If you are looking for the most effective exercises to achieve your fitness goals, be they muscle gain, fat loss, to improve athletic performance, or simply to stay in shape, the squat and deadlift are two of the most effective overall exercises. The reason for this is because exercises like squats and deadlifts engage more muscle groups under heavier loads than almost any other weight bearing exercise, and because of this, they generate the best results.
We will take a look at the squat exercise in this article, and why it can be beneficial to add a couple of additional squats to the ordinary barbell back squat routine.
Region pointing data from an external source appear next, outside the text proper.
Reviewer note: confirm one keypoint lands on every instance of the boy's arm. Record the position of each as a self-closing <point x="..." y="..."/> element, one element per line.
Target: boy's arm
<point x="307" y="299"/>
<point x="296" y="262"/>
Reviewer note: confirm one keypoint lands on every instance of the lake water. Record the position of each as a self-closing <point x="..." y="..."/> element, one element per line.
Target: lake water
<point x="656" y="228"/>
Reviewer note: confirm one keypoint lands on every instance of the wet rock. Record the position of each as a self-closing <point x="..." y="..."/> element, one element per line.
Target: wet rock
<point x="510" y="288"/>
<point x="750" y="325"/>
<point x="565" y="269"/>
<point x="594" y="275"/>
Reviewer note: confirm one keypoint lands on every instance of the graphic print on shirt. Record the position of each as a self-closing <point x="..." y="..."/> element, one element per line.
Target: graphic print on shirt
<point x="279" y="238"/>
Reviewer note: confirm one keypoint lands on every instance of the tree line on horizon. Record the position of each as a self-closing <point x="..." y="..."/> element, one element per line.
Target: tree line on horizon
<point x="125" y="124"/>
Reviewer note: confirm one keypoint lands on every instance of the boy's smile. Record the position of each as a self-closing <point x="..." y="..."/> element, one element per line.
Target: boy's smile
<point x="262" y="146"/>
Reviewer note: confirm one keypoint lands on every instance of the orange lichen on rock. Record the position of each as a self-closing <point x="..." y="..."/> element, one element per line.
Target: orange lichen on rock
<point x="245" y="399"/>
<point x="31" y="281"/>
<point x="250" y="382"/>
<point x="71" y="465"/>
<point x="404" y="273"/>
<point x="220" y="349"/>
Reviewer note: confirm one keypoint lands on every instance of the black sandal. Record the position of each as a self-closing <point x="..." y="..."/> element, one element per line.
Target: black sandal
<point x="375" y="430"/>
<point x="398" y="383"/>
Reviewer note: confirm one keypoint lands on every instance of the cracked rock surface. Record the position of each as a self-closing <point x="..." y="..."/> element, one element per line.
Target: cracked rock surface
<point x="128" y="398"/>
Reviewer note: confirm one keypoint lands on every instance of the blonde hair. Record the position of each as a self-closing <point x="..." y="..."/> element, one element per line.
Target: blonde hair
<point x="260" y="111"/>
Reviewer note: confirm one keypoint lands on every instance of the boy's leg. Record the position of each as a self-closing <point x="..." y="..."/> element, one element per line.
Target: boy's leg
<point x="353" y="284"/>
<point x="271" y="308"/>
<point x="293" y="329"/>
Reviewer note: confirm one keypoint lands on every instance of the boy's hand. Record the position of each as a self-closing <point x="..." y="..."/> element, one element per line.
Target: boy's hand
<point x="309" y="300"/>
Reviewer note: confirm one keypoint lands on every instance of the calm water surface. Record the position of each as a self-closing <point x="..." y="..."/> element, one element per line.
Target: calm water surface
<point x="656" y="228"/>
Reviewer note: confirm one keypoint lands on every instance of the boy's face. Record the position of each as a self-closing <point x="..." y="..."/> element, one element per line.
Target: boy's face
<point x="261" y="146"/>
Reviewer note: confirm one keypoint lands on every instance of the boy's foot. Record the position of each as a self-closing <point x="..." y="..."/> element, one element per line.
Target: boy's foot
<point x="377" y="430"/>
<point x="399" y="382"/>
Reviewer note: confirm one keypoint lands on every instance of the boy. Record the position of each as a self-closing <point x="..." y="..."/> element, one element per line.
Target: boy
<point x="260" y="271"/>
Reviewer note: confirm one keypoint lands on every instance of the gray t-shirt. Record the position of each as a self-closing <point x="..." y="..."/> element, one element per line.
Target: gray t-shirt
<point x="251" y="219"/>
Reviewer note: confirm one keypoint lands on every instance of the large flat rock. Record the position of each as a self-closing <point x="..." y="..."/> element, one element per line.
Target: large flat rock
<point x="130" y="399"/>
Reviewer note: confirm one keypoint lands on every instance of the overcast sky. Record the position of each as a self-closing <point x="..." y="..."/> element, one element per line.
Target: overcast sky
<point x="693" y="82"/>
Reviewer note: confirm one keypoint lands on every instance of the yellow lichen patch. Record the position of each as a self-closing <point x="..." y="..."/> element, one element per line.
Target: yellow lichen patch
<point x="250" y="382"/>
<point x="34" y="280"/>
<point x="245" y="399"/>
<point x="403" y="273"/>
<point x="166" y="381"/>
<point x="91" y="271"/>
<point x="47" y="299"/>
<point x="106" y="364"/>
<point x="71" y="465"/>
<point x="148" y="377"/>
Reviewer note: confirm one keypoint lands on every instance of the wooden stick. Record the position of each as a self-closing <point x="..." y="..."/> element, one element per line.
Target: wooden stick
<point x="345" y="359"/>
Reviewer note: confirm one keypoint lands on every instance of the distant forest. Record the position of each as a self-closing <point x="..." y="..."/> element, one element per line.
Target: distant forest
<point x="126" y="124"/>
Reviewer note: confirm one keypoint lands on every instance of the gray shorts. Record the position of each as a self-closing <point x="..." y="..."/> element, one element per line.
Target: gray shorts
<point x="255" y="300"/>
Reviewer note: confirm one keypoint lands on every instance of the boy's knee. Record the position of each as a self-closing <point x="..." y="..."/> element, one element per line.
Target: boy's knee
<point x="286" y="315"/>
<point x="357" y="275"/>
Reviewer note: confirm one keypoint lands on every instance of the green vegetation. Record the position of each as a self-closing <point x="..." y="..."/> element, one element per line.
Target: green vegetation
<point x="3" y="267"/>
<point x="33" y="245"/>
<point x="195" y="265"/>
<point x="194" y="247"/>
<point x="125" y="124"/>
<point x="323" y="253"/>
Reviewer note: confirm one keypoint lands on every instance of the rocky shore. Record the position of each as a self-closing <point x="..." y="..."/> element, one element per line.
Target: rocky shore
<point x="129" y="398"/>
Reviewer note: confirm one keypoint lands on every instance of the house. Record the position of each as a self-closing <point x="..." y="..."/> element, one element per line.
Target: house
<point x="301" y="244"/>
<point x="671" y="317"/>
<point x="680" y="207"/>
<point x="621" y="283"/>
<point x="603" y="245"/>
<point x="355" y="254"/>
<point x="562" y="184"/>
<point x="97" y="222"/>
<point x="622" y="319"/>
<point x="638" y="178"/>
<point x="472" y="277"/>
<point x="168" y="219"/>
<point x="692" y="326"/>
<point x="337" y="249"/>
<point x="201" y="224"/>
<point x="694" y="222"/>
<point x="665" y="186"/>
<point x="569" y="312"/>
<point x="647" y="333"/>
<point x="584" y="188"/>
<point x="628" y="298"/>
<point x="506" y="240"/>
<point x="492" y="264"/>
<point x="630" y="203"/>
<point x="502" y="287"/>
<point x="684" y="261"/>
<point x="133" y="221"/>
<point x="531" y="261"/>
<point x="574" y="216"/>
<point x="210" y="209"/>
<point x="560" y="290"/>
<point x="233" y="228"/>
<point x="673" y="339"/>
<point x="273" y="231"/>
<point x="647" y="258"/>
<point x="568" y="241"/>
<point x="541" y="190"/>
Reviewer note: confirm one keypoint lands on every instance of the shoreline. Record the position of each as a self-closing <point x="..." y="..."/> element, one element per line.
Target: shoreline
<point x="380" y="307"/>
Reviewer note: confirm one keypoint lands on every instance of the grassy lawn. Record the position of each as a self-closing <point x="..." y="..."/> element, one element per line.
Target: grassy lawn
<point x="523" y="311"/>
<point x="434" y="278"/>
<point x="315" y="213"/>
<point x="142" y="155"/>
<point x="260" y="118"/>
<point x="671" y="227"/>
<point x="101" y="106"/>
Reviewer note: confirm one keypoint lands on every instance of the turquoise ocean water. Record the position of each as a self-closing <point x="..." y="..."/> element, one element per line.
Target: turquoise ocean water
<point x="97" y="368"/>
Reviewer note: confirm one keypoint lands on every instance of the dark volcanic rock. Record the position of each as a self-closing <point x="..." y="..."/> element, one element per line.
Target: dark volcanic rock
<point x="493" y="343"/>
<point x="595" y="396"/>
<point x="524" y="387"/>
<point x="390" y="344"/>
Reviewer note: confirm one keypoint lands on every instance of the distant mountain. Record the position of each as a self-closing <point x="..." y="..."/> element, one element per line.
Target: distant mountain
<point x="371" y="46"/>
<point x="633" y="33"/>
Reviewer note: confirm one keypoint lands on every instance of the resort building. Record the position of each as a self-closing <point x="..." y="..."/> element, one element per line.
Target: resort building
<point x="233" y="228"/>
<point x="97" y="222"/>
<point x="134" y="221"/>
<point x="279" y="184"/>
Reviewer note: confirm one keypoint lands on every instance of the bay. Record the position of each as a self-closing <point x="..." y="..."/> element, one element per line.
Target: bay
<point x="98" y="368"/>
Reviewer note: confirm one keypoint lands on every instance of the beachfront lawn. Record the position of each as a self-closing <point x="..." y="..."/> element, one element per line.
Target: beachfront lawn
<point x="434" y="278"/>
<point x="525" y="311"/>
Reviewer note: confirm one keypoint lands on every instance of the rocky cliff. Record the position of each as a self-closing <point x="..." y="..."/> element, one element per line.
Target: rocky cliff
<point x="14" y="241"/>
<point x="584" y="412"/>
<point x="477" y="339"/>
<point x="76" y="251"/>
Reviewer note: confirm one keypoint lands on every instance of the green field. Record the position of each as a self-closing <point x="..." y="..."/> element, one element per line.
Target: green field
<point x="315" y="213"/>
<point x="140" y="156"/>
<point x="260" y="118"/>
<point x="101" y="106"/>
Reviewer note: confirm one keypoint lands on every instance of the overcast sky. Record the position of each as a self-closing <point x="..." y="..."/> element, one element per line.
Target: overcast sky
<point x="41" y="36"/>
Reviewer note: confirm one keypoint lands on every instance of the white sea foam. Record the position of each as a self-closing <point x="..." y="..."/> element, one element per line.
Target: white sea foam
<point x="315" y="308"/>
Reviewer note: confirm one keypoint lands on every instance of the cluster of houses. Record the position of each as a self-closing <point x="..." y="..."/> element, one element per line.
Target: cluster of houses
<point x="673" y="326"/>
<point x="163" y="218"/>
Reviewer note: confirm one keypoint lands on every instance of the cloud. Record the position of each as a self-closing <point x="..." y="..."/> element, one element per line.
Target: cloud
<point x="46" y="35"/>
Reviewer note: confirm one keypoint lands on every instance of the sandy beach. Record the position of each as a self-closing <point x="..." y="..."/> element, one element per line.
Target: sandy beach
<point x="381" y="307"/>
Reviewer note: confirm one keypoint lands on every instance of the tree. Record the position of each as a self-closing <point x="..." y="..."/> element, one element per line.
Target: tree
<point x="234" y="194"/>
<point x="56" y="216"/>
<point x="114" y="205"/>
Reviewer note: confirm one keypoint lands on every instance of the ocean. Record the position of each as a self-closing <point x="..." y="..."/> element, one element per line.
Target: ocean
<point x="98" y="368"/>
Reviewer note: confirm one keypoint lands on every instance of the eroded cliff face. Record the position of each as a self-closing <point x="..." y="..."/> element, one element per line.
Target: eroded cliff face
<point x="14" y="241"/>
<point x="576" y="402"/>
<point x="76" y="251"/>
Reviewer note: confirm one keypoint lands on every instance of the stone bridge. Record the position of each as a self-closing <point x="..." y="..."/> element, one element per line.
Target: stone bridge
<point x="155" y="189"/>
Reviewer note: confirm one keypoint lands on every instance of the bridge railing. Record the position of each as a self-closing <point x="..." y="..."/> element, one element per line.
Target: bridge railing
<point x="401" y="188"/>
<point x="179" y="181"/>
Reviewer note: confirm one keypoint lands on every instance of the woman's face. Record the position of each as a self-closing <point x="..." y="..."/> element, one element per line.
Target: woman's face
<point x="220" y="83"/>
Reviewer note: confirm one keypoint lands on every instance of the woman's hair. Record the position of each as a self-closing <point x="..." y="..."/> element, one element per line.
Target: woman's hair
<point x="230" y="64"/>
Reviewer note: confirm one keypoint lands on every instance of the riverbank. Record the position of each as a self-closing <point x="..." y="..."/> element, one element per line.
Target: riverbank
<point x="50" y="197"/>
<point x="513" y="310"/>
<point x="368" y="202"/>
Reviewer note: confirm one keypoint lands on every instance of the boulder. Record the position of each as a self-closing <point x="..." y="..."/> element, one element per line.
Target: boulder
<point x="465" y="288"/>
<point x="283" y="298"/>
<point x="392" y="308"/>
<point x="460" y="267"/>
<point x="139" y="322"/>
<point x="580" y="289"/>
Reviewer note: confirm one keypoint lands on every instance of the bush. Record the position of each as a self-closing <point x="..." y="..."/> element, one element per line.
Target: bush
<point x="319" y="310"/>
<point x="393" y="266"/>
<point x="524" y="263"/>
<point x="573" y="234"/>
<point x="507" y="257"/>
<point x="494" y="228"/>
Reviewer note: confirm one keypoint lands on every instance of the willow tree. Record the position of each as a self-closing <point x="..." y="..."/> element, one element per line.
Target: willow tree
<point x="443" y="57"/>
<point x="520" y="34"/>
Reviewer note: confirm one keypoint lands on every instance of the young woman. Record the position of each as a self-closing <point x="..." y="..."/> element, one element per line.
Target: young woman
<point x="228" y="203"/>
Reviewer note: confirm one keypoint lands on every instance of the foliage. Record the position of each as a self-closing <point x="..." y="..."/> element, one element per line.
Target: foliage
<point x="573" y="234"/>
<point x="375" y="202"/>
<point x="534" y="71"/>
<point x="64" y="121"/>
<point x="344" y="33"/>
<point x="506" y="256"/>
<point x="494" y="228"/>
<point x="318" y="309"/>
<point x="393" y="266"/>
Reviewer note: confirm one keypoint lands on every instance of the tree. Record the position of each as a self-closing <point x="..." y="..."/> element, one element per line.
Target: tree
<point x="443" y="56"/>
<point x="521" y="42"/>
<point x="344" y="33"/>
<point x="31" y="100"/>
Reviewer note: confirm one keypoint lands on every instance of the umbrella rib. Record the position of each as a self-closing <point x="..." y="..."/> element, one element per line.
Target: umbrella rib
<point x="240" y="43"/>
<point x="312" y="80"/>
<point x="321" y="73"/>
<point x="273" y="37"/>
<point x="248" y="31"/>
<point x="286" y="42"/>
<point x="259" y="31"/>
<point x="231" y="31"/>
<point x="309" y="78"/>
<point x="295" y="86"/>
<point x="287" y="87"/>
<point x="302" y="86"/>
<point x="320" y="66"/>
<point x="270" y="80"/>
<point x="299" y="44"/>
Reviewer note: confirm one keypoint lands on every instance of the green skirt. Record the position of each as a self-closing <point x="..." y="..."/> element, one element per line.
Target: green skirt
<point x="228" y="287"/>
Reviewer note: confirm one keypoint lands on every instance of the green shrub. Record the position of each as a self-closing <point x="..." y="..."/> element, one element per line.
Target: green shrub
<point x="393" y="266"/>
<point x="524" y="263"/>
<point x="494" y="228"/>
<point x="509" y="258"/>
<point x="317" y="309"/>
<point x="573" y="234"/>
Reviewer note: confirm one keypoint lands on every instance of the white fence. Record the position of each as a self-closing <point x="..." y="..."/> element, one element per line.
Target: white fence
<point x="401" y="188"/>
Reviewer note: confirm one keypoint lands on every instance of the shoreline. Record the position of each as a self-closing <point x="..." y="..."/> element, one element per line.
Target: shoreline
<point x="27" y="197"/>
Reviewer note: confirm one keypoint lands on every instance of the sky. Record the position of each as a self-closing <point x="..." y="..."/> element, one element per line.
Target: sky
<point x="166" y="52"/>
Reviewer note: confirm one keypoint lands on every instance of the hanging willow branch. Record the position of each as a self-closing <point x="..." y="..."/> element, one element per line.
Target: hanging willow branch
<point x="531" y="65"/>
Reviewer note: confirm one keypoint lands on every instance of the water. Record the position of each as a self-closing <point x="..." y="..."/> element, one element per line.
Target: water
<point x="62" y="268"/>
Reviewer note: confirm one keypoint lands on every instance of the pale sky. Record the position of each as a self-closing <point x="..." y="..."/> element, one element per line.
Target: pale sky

University studies have proven that squats can increase development of the upper body as well as the lower body, even though there are no specific upper body joint movements performed during the squat. There are a number of ways to perform squats, for example, barbells, dumbbells, kettlebells, sandbags, or just body weight. These are all forms of free weighted squats and are far more beneficial than the Smith Machines you often find in your local gym. Smith Machines or any other squat machines do not allow your body to follow its natural movements. They are designed to stabilize the weight for you, which by its very nature, means you perform less work, and in turn get weaker results.
There are a number of ways you can do free weighted squats but the squat that most people are familiar with is the barbell back squat, where the barbell rests on the back of the shoulders. There are two other types of squats that many strength and training coaches believe are more useful to developing athletic performance, and offer less risk of lower back injuries when compared with the back squat. They are the front squat and the overhead squat. The names are quite self explanatory, as in the front squat, the barbell rests on the shoulders in front of the head, and with an overhead squat, the barbell is in a snatch grip above your head. Not the most exciting names in the world, but I suppose they do the job.
Front squats are slightly harder than back squats, and overhead squats are much more difficult than both front and back squats. If you have never tried the front or overhead squats before, it could take a couple of sessions before you feel comfortable with them, so its wise to start out light. Once you are comfortable with them, you can start adding weights and building intensity.
The Front Squat
The really good thing about front squats is that in order to perform them correctly, you have to really engage your abs. Obviously the squat is more of a lower body exercise, but you engage a number of other areas at the same time, especially when you are performing free weighted squats, which is why I tend to shy away from Smith Machines.
The trickiest part of performing the front squat is learning how to rest the bar on the front of your shoulders. There are two ways you can do this. The first is to cross your forearms like an X while placing the barbell on the dimples in your shoulders, which are created when you cross your forearms and lift your elbows up. Make sure you keep your elbows up high enough so that your upper arms are parallel with the ground, and just hold the bar in place with the thumb side of your fists against the bar.
The other way is to hold the bar by placing your palms face up while resting the bar on your fingers against your shoulders. Again, ensure that your elbows are up high enough that your upper arms are parallel with the ground.
Find out which technique works for you by practicing with the bar only, and perform a couple of reps to see which one feels more comfortable. Once you're happy with the grip, begin the squat from your hips by sitting back and down, and place the weight on your heels rather than the front of you feet. You should squat down to a position where your thighs are roughly parallel to the ground, then move back up to the starting position. By keeping the weight on your heels, you protect your knees and there is less chance of injury.
Does that make sense? If not, do not fear, you can check out photos of the squat through the link at the bottom of the page.
The Overhead Squat
This is by far the hardest of the three basic squats, and it can take some time before you become comfortable with it, so starting out with an un-weighted bar is best.
To do the squat, you first need to get the bar above your head and your hands in a wide snatch grip. When you are starting out with lighter weights, you can snatch it, and once you get better at performing them and move up to heavier weights, you can clean and press it over your head. Once its there, you can adjust your hands to a wider snatch grip. It is a good idea to start out light and progressively move your way up to heavier weights. It is also a good idea to have someone spot you until you can perform it properly.
When your barbell is up and stable, you need to ensure that your arms are locked really tight and that the weight is positioned a little towards the back of your head. You must keep your whole body extremely tense or the weight could fall forward or back. Keep your head up, keep the weight on your heels, and sit into the squat until your thighs are approximately parallel with the ground, then move back up to the starting position. It is important to remember to keep your entire body tense throughout the movement to keep the weight stable. This is why I think free weighted squats are much better then squat machines, because you have to do all the work, and this strengthens and tones your body up incredibility quickly.
As I say, this squat is reasonably hard and it does take a few sessions to really feel comfortable with it, so it is really important that you get your grip and movements nailed down first using an un-weighted bar, before you begin to increase weight and intensity.
You will be really surprised at how hard these two new squats will workout your abdominals when you nail down the correct form. This is because you need more of an upright posture to than you do with back squats. Again I stress, as with any new exercise, try them out first without weights, until you feel comfortable with the exercise and are performing it correctly, then you can start adding weights and increasing intensity.